Long-Term Investors Should Ignore Q1 Blip For Tesla Motors, Inc.

  • News that Tesla had missed Q1 delivery estimates has halted the rally in Tesla stock.
  • Tesla attributed the miss to manufacturing difficulties for Model X.
  • Long-term investors should however focus more on Tesla's long-term goal of achieving 500k deliveries and becoming profitable.

For all the buzz and hoopla surrounding the record pre-orders that Tesla (NASDAQ:TSLA) has received for Model 3 so far (325k orders as per the last update) news that Tesla had missed its Q1 delivery target by quite a margin has thrown a spanner in the works and caused the stock to start pulling back from its strong rally.

Tesla Stock 5-Day Returns

TSLA-1

Source: CNN Money

Tesla reported that it delivered 14,820 vehicles during the first quarter, below its forecast of 16k. That number included 12,420 Model S and 2,400 Model X vehicles. Tesla blamed the miss on:

''severe Model X supplier parts shortages in January and February that lasted much longer than initially expected,"

and

"hubris in adding far too much new technology to the Model X in version 1, insufficient supplier capability validation, and Tesla not having broad enough internal capability to manufacture the parts in-house"

But Tesla also added that:

"Once these issues were resolved, production and delivery rates improved dramatically."

Despite the miss Q1 deliveries were 50% above last year's mark. Further, Tesla reiterated that it still remains on track to hit its full year delivery target of 80k-90k units. Although Tesla's full year forecast sound ambitious, it appears quite achievable when you consider that the company reported that the build rate of Model X had hit 750 units/week during the last week of March, which works out to 29,250 units for the remaining nine months of the year and more than 31k for the full year.

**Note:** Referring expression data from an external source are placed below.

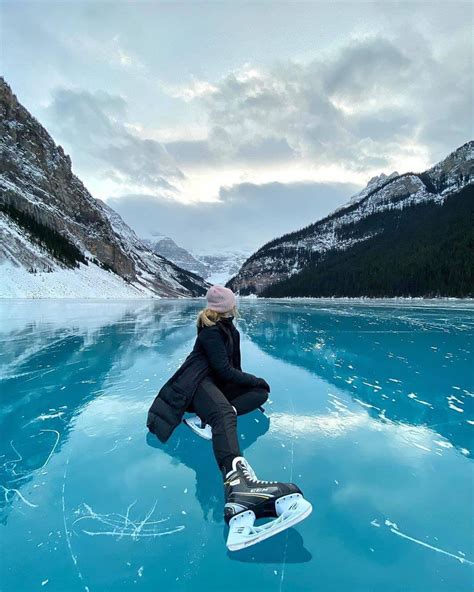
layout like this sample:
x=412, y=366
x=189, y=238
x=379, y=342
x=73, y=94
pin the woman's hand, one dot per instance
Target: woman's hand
x=262, y=383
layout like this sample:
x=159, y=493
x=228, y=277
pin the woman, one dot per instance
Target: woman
x=211, y=383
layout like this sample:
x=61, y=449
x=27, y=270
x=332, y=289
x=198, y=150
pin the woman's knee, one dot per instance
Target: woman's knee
x=222, y=414
x=262, y=396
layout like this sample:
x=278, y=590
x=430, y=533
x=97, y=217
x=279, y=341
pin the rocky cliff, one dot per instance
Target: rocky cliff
x=331, y=256
x=49, y=221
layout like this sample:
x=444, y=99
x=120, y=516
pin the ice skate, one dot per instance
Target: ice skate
x=199, y=427
x=249, y=498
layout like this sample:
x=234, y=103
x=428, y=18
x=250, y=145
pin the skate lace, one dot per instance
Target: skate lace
x=251, y=476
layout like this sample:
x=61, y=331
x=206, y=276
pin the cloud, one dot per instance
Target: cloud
x=373, y=102
x=98, y=123
x=245, y=217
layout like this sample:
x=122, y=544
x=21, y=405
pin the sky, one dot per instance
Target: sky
x=226, y=124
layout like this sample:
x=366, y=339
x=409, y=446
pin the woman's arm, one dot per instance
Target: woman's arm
x=213, y=345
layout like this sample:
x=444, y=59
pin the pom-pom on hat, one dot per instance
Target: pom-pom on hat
x=220, y=299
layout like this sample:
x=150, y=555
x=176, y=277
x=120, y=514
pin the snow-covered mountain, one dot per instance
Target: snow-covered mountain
x=166, y=247
x=383, y=242
x=56, y=239
x=222, y=266
x=214, y=268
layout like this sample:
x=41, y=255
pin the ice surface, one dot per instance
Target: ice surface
x=371, y=414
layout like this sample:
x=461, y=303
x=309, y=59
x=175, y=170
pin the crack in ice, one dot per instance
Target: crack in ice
x=120, y=525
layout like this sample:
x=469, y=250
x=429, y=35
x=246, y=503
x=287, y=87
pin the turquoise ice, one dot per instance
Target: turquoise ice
x=370, y=413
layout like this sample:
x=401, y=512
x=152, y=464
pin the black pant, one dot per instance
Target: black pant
x=214, y=406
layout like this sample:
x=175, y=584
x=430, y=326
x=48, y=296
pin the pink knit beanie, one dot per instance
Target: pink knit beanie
x=220, y=299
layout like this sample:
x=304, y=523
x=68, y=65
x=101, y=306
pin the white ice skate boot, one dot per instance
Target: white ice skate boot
x=248, y=499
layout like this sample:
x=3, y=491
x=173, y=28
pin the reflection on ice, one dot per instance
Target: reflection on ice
x=371, y=412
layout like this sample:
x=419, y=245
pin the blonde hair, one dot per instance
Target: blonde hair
x=208, y=317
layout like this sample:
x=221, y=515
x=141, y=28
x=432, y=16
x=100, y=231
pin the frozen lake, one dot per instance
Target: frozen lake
x=371, y=414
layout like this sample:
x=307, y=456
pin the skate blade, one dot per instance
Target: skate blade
x=205, y=433
x=243, y=533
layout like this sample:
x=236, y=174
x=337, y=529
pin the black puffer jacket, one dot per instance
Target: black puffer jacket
x=216, y=353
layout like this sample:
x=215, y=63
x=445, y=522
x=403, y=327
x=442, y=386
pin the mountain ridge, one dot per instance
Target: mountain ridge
x=290, y=254
x=40, y=195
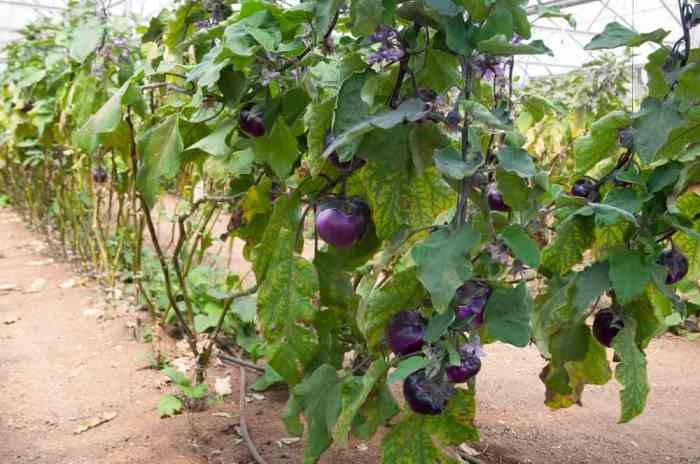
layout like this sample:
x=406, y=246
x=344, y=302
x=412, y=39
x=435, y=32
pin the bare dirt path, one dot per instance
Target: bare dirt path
x=60, y=367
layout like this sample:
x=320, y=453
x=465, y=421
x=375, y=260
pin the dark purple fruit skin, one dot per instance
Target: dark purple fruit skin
x=495, y=200
x=470, y=366
x=251, y=123
x=405, y=332
x=472, y=298
x=426, y=396
x=342, y=222
x=585, y=188
x=605, y=326
x=99, y=175
x=675, y=263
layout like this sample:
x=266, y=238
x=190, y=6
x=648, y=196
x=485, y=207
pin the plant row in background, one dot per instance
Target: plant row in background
x=400, y=203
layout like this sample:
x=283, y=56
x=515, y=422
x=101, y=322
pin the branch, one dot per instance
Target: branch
x=240, y=362
x=464, y=183
x=244, y=424
x=167, y=85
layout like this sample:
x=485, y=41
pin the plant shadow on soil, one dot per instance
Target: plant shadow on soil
x=60, y=368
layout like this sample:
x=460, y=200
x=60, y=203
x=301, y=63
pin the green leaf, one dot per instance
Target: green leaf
x=409, y=111
x=524, y=247
x=169, y=406
x=318, y=120
x=443, y=262
x=457, y=35
x=106, y=119
x=629, y=274
x=515, y=189
x=402, y=290
x=602, y=143
x=442, y=7
x=507, y=315
x=366, y=15
x=616, y=35
x=631, y=372
x=516, y=160
x=577, y=359
x=572, y=239
x=278, y=149
x=285, y=216
x=406, y=368
x=86, y=38
x=285, y=306
x=353, y=399
x=379, y=408
x=414, y=440
x=501, y=45
x=482, y=114
x=438, y=325
x=653, y=125
x=323, y=16
x=590, y=284
x=449, y=162
x=268, y=379
x=319, y=399
x=215, y=143
x=161, y=149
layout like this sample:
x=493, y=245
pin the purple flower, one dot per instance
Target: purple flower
x=487, y=67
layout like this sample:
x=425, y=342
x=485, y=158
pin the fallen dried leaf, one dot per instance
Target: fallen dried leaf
x=9, y=318
x=467, y=450
x=95, y=421
x=287, y=441
x=222, y=386
x=93, y=312
x=37, y=286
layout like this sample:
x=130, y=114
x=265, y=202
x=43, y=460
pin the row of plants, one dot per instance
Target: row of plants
x=396, y=202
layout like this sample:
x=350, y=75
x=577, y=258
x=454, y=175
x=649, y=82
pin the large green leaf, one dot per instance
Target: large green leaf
x=516, y=160
x=86, y=38
x=573, y=238
x=354, y=395
x=653, y=125
x=401, y=291
x=443, y=262
x=602, y=143
x=367, y=15
x=631, y=372
x=507, y=315
x=409, y=111
x=616, y=35
x=577, y=360
x=524, y=248
x=416, y=439
x=500, y=45
x=318, y=120
x=106, y=119
x=285, y=306
x=319, y=397
x=215, y=143
x=278, y=149
x=398, y=198
x=161, y=150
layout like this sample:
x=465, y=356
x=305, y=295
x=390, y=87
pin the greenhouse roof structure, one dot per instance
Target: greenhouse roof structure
x=567, y=38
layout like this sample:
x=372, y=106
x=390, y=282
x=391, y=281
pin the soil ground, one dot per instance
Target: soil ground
x=66, y=358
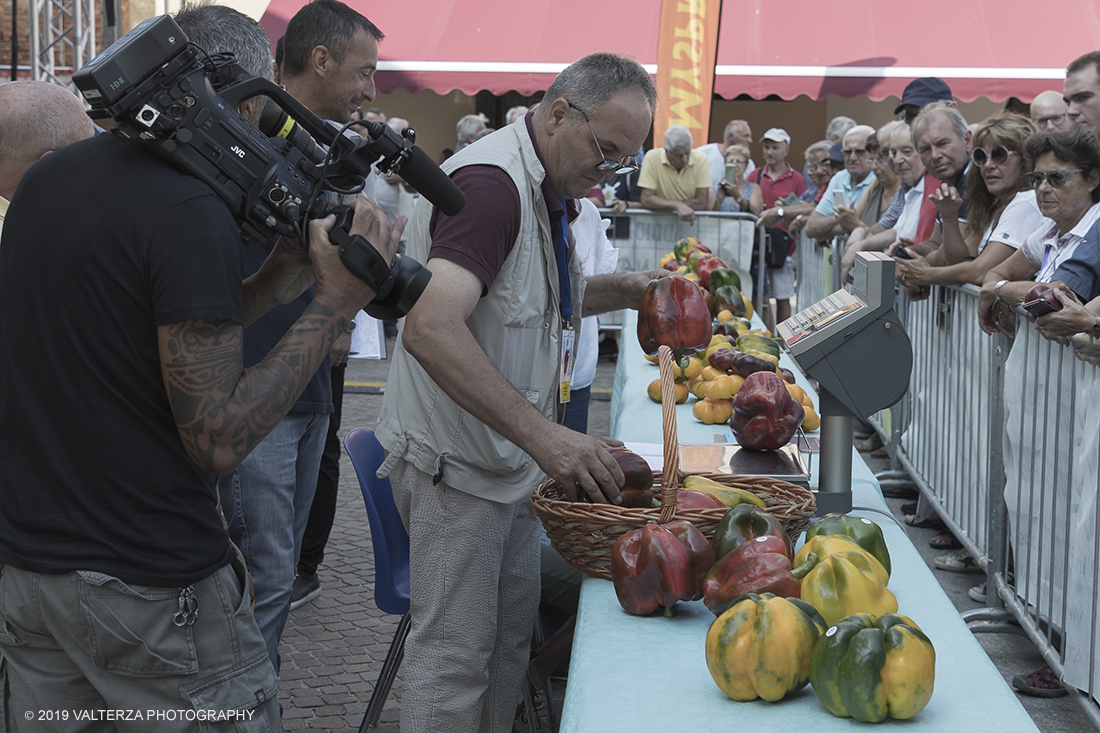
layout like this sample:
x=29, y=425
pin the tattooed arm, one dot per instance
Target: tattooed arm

Tesla is of course judged very heavily by investors on its delivery numbers and targets. It hardly comes as a surprise that the Q1 miss tempered the enthusiasm surrounding Model 3 orders. Investors are probably worried that the same production difficulties that have plagued Model X might re-appear to haunt the company when Tesla commences production of Model 3 sometime in 2017. Tesla anticipated these kinds of concerns by investors and did its best to assuage those fears:

"Tesla is addressing all three root causes to ensure that these mistakes are not repeated with the Model 3 launch,"

Tesla investors can be forgiven for feeling a bit jittery after the delivery miss. Tesla as a mass manufacturer of EVs is unchartered waters. The company has so far collected 325k pre-order on its books and still counting. Assuming Model 3 pre-orders level off at around 380k-400k and only half of those orders manage to convert to actual sales, it implies that Tesla will have to manufacture almost four times as many vehicles in 2017/2018 as it did in 2015. That's a really huge ramp. Meanwhile, if those pre-orders convert at Tesla's historical 70%+, then the company will clearly have its work cut out. Investors should however remember that Model 3 is designed as an affordable car for the mass market and is not anywhere near as snazzy as Model X. Model 3 is likely to be production-constrained not due to manufacturing difficulties but rather due to excessive demand which is something different altogether.

Over the short-term, investors fear the risk that anticipation for the delivery of Model 3 might depress orders for Model S and Model X. While this is entirely possible, investors should consider that it's also possible that the reverse happens, with impatient customers who have placed Model 3 orders getting tired of the seemingly long wait and instead opting for Tesla's readily available models. But long-term investors should not be too concerned about these short-term headwinds and should instead focus on the long-term goal: Tesla breaking the 500k vehicles sold per year target and eventually becoming profitable.

In the final analysis, the fact that Tesla has been able to receive such a huge number of orders without significantly bumping up its ad spend is very encouraging and says a lot about the power of the brand. Analysts had earlier feared that Tesla might not be able to rely almost exclusively on buzz and the cult personality of its brand as it has in the past, and as I had pointed out in this article. Traditional auto makers are some of the biggest ad spenders in the business, and if Tesla was to follow suit then it would make it much harder for the company to become profitable. But with these fears now in the rear view mirror, this appears to be a good time to buy Tesla shares for the long haul.